The failure of my physical body at that time demanded the death of my flesh. The crucifixion of your will comes quickly when your body is disabled. When the body–a vehicle to carry out the desires of heart–is broken, you simply cannot do what you want. In my case, however, at least I could still scream.
Inwardly, the death was different. I felt inadequate in my mind. God didn’t oppose these apprehensions in me. He never took them away. The Lord just said, “What will you do? Will you trust me?”
The last thing I wanted to do was run toward the Person throwing the greatest blows. Just as personal as my sin was, so were his blows. I learned that when He decides to do His sanctifying work in our lives, He has the right to kill things we adore about ourselves. These blows to ego could be described by some as abuse, especially if they weren’t motivated and carried out in love. That has been my consolation, that He loves me.

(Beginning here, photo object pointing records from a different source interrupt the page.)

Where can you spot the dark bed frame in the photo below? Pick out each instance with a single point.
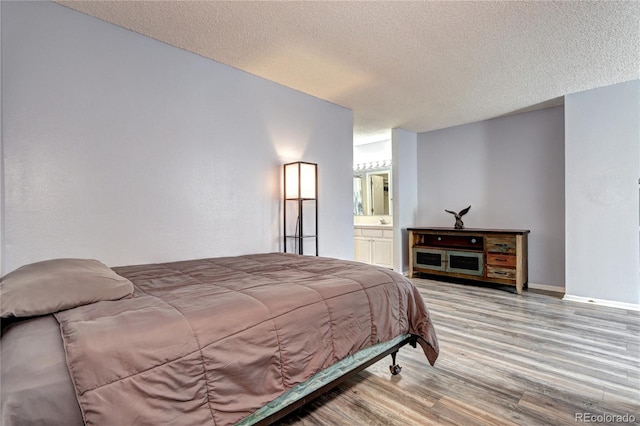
(394, 369)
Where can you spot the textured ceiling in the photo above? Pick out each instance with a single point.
(419, 65)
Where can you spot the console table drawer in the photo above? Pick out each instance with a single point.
(496, 256)
(507, 260)
(500, 272)
(501, 245)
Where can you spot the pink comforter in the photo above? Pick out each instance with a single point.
(210, 341)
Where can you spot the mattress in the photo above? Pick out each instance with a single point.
(210, 341)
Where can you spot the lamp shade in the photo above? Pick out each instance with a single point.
(300, 180)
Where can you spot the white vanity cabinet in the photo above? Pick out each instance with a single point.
(374, 245)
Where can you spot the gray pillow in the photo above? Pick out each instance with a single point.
(54, 285)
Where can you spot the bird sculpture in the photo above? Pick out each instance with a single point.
(459, 223)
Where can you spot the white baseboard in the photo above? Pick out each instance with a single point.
(546, 287)
(609, 303)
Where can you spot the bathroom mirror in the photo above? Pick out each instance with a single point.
(372, 192)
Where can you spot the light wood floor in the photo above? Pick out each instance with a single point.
(504, 359)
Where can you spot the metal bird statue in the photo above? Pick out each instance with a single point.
(459, 223)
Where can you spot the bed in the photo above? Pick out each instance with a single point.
(231, 340)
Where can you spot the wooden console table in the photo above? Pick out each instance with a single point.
(484, 255)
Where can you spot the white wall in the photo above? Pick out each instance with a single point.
(123, 148)
(405, 190)
(372, 152)
(511, 171)
(602, 171)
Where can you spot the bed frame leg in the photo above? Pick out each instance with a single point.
(394, 368)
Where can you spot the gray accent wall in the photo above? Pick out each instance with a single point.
(602, 172)
(405, 194)
(123, 148)
(511, 171)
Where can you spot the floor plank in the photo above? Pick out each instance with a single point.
(505, 359)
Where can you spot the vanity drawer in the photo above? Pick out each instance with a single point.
(500, 272)
(501, 245)
(375, 233)
(507, 260)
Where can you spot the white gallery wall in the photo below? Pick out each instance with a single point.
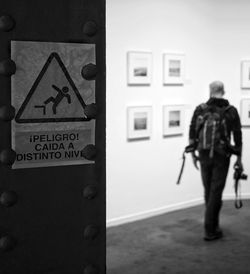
(142, 174)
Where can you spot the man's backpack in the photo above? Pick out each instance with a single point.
(211, 129)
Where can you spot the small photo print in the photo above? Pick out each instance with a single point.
(141, 72)
(174, 68)
(140, 121)
(139, 68)
(173, 123)
(174, 118)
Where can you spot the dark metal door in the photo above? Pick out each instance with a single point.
(52, 216)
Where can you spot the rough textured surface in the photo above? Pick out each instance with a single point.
(173, 243)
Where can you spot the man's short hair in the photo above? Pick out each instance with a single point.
(216, 87)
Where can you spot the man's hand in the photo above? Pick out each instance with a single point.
(239, 164)
(195, 160)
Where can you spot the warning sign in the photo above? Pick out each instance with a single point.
(53, 97)
(49, 94)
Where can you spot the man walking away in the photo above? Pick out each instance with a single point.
(210, 132)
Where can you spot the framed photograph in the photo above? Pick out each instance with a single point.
(245, 112)
(245, 74)
(173, 120)
(139, 122)
(139, 65)
(173, 68)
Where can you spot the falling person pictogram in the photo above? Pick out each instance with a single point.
(60, 95)
(56, 100)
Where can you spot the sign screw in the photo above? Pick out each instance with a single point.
(89, 72)
(7, 113)
(89, 152)
(7, 156)
(91, 111)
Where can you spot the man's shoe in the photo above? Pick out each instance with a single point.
(213, 236)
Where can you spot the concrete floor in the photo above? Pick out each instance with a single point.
(173, 243)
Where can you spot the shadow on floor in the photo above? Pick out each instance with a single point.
(173, 243)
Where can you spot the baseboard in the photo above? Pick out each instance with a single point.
(244, 196)
(151, 213)
(162, 210)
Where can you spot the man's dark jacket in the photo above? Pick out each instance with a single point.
(232, 121)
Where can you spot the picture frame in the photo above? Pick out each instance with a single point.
(173, 120)
(173, 68)
(139, 68)
(139, 122)
(245, 74)
(245, 112)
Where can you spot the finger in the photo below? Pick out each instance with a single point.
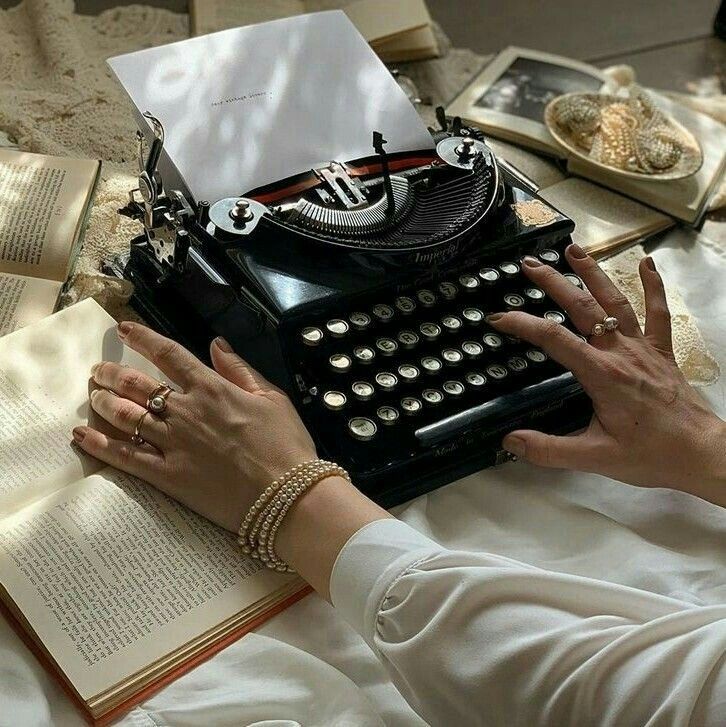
(657, 314)
(124, 381)
(557, 341)
(603, 290)
(126, 416)
(174, 360)
(141, 461)
(584, 311)
(235, 369)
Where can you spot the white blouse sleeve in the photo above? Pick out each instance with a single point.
(478, 639)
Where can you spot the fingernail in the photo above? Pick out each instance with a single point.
(223, 345)
(576, 251)
(514, 445)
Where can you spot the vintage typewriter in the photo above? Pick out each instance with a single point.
(361, 289)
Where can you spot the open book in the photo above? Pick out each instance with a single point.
(116, 588)
(508, 98)
(43, 205)
(397, 31)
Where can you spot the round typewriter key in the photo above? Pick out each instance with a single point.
(554, 315)
(337, 327)
(426, 298)
(473, 315)
(452, 356)
(448, 290)
(383, 312)
(359, 320)
(408, 339)
(410, 405)
(489, 276)
(472, 349)
(513, 301)
(430, 331)
(430, 364)
(387, 415)
(408, 372)
(311, 336)
(334, 400)
(497, 371)
(362, 428)
(405, 304)
(451, 323)
(387, 346)
(475, 379)
(363, 390)
(453, 388)
(387, 381)
(364, 354)
(340, 362)
(551, 257)
(432, 396)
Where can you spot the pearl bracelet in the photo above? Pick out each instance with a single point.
(260, 525)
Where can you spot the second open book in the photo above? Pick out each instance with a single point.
(116, 587)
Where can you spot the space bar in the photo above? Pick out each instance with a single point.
(494, 411)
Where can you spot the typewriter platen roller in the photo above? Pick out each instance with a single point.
(362, 290)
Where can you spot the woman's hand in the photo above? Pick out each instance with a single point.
(225, 436)
(649, 427)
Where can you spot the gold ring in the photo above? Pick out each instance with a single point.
(137, 439)
(157, 399)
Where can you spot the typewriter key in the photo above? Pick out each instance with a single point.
(362, 428)
(513, 301)
(383, 312)
(364, 354)
(430, 364)
(430, 331)
(408, 339)
(473, 315)
(405, 305)
(387, 415)
(453, 388)
(554, 315)
(311, 336)
(432, 396)
(452, 356)
(408, 372)
(340, 362)
(334, 400)
(363, 390)
(387, 346)
(337, 327)
(448, 290)
(410, 405)
(359, 320)
(472, 349)
(426, 298)
(451, 323)
(386, 380)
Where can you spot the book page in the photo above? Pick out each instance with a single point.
(112, 575)
(43, 201)
(44, 388)
(25, 300)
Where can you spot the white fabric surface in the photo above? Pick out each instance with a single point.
(308, 667)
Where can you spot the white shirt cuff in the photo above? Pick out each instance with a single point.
(368, 564)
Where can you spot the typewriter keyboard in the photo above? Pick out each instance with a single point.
(398, 365)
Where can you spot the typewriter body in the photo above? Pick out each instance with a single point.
(361, 289)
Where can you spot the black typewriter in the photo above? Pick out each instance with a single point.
(362, 290)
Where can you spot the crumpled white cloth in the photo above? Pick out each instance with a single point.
(308, 666)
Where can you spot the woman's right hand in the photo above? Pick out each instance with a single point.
(649, 426)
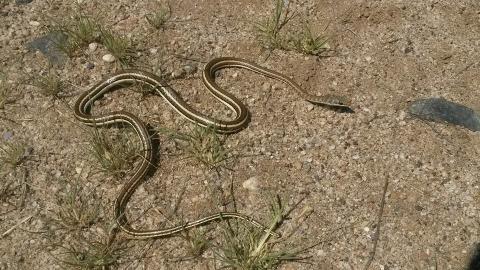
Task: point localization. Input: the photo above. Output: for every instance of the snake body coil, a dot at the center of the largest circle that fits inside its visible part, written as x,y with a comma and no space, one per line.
240,121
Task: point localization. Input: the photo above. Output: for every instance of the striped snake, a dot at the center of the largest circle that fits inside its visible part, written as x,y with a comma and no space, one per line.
128,77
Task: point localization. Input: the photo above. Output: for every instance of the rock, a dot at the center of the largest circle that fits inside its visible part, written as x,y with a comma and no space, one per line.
190,69
178,74
441,110
251,184
22,2
48,45
108,58
92,46
475,258
8,135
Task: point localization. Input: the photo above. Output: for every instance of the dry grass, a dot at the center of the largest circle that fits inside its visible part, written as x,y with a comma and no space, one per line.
272,35
244,248
115,154
202,144
5,92
160,16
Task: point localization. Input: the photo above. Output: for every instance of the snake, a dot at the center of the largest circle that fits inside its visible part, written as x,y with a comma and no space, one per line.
127,77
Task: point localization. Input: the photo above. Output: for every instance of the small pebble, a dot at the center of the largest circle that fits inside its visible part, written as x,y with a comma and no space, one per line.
190,69
179,73
251,184
22,2
92,46
89,65
7,135
108,58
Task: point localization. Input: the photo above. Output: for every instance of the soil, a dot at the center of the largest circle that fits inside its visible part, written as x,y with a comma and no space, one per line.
385,55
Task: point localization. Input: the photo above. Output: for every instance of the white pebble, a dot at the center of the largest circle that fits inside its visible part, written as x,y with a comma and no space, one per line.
108,58
251,184
92,46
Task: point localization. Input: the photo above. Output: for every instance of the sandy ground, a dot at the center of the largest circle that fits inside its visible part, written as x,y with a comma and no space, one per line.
387,54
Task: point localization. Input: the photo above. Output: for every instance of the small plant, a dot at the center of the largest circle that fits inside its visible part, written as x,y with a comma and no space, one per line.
115,154
79,32
159,17
270,33
202,144
13,154
197,242
49,84
268,30
308,43
5,92
96,251
78,208
118,46
13,182
249,249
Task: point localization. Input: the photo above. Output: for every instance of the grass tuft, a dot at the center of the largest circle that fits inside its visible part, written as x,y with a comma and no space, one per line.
271,36
309,43
78,208
116,153
245,248
13,154
94,252
268,30
202,144
198,242
119,46
5,92
79,31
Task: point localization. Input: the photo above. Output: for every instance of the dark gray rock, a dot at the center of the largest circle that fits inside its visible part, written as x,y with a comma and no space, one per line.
22,2
48,45
442,110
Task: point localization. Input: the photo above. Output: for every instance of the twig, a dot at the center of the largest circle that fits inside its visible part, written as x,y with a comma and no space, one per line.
376,236
7,232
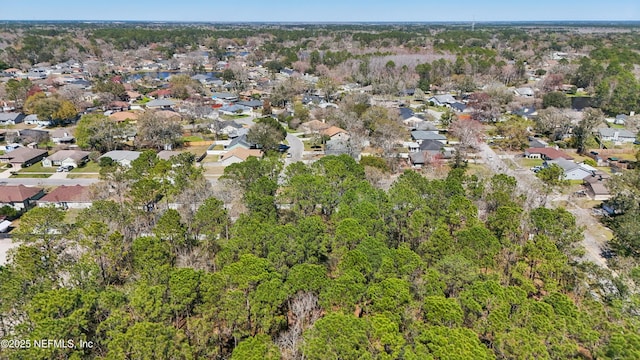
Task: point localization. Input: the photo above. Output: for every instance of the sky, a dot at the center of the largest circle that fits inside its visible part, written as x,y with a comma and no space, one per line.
320,11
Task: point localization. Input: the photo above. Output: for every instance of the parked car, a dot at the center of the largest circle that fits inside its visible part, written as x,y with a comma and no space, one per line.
65,168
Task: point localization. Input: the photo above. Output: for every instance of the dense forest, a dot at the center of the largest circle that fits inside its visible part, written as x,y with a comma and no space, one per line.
311,262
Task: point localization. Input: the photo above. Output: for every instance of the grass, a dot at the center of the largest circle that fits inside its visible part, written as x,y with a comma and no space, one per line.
30,176
37,167
91,166
192,138
529,163
82,176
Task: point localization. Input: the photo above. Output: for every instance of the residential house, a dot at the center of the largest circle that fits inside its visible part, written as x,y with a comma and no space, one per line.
334,132
527,112
419,136
19,197
442,100
241,142
62,136
412,122
616,135
10,118
68,197
33,119
598,191
254,104
121,116
340,147
23,157
75,158
537,143
238,155
235,109
160,104
524,92
572,170
224,96
546,154
122,157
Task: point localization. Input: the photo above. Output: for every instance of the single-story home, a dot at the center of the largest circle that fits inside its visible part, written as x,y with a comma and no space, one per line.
238,155
68,197
160,104
33,119
74,158
598,191
10,118
572,170
122,157
23,156
240,142
419,136
19,197
524,92
235,109
546,154
62,136
334,132
616,135
442,100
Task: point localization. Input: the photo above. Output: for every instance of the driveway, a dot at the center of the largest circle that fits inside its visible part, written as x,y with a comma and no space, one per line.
296,149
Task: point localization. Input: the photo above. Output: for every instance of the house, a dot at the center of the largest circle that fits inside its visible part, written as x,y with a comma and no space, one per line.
62,136
546,154
11,118
419,136
34,120
160,104
537,143
241,142
616,135
19,197
238,155
254,104
167,154
442,100
527,112
75,158
122,157
340,147
235,109
524,92
224,96
68,197
572,170
313,126
334,132
23,157
598,191
412,122
405,113
121,116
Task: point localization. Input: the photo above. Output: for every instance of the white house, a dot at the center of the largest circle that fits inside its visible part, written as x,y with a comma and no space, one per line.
73,158
616,135
122,157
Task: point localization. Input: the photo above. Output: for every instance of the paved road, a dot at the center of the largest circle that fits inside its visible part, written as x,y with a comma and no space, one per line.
530,185
297,147
47,182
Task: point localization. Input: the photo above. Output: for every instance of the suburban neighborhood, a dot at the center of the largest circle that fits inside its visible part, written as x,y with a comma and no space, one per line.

Life overseas sometimes made me as lifeless as that dead young women beside the bridge. In making me face troubles of all kinds, within and without, He put me to death. In His effort to do great things through me, Christ had to do great things in me. In fact, those two ideas are an inseparable couple. You simply cannot do things for the Lord without His work in your heart.
Surprisingly, as He killed my flesh, love came to life in me. As the cataracts were removed from my eyes, like Paul I could begin to see His work in my life more clearly. I could understand that He would bring death to me so that more life could be born. Following him into his mission is indeed a chance to live. Even more so, it is a chance to die.